Galeazzi-Lisi hoped that the embalmed body of Pius XII would be preserved forever in a natural state. But something went wrong, and under the influence of the Mediterranean heat, the corpse of the Pope began to decompose rapidly, literally exploding from the inside. And this happened during the funeral ceremony.
The stench was so strong that even the staunch Scots Guards, who stood guard around the pontiff's body, felt ill.
In the end, Pius XII's body and Galeazzi-Lisi's career were destroyed in one day. But the doctor gained the dubious distinction of being the only person ever expelled from the Vatican.
2. The Duplessis Orphans
It is terrible when even one child is tortured. What can we say if the number goes into the thousands. But that is how it was in the now prosperous and democratic Canada, in the province of Quebec, during the government of Maurice Duplessis (1940-1950s).

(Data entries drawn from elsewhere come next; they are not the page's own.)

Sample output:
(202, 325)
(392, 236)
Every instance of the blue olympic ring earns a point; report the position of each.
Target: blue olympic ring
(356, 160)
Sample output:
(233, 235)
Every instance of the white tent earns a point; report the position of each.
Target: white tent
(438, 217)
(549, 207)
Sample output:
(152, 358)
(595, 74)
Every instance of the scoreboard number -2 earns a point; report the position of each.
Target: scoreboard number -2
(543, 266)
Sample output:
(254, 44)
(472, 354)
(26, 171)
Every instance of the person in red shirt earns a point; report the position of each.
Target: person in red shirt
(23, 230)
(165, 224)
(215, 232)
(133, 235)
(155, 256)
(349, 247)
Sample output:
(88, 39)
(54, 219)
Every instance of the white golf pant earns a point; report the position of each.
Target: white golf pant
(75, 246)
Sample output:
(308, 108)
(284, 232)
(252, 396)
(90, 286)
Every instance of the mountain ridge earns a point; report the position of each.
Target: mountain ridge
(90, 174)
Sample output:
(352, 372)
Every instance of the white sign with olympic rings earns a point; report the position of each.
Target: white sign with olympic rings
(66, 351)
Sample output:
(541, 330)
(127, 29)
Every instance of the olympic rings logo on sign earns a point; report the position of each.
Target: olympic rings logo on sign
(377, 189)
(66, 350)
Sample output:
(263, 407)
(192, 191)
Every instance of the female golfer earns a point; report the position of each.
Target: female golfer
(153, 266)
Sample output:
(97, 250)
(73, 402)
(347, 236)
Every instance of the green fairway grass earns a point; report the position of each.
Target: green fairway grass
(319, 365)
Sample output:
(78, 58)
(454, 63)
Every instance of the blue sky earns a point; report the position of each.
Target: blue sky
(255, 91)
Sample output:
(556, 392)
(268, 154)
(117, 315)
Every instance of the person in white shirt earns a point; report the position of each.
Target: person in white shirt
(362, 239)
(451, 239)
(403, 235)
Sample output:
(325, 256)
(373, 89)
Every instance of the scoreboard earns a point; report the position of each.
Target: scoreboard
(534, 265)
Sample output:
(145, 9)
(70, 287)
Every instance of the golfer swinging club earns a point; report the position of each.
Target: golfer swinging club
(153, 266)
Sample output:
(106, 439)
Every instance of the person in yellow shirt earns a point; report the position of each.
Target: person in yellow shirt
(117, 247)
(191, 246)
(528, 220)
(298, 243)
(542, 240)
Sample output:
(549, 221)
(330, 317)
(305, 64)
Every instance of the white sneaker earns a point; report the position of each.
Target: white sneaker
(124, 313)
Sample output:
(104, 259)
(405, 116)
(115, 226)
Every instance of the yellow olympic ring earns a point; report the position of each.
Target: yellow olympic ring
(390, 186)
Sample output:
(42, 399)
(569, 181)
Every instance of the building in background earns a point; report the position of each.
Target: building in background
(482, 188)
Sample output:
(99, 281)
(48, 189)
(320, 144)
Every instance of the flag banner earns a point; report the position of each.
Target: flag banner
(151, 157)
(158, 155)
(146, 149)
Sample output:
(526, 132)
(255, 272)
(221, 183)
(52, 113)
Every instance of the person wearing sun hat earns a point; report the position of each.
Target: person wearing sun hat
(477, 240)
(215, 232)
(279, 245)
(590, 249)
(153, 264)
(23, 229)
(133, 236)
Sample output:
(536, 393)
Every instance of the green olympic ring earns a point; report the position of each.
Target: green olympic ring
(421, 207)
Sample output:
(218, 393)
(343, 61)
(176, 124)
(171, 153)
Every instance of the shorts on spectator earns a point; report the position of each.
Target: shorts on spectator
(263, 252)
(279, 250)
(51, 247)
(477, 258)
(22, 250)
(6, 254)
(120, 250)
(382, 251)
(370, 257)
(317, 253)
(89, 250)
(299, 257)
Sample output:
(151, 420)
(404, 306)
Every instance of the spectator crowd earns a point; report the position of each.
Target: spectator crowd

All local schools, shelters and hospitals were entrusted to the management of the church. And about 20 thousand (according to other sources - up to 300 thousand) abandoned children, orphans, allegedly mentally ill children, as well as children born out of wedlock, came under the control of nuns and medical personnel.
Many of them were subjected to sexual abuse, medical experiments, drugs, beatings and forced to work like adults.
The truth about what happened to the Duplessis orphans only began to emerge in the 1990s. However, the Roman Catholic Church refused to take responsibility for what happened.
1. Serial killer during the London Blitz
From early September 1940 to May 1941, Britain was bombed by Nazi Germany. This period was known as the London Blitz or the Great Blitz. But it wasn’t just the bombs that posed a danger to the people of the English capital.
Under cover of darkness, serial killer Gordon Frederick Cummins terrorized the city, killing seven women. Four of them died.
Cummins, nicknamed the "Invisible Ripper," mutilated the bodies of his victims like Jack the Ripper. But unlike the elusive 19th-century serial killer, Cummins was brought to justice.
This was facilitated by chance: when the killer pounced on his next victim, a night porter was nearby, who shone a torch in Cummins' face. The maniac fled, dropping his service respirator. The police found the owner using the serial number on this product. The evidence was enough to sentence London's "Invisible Ripper" to death.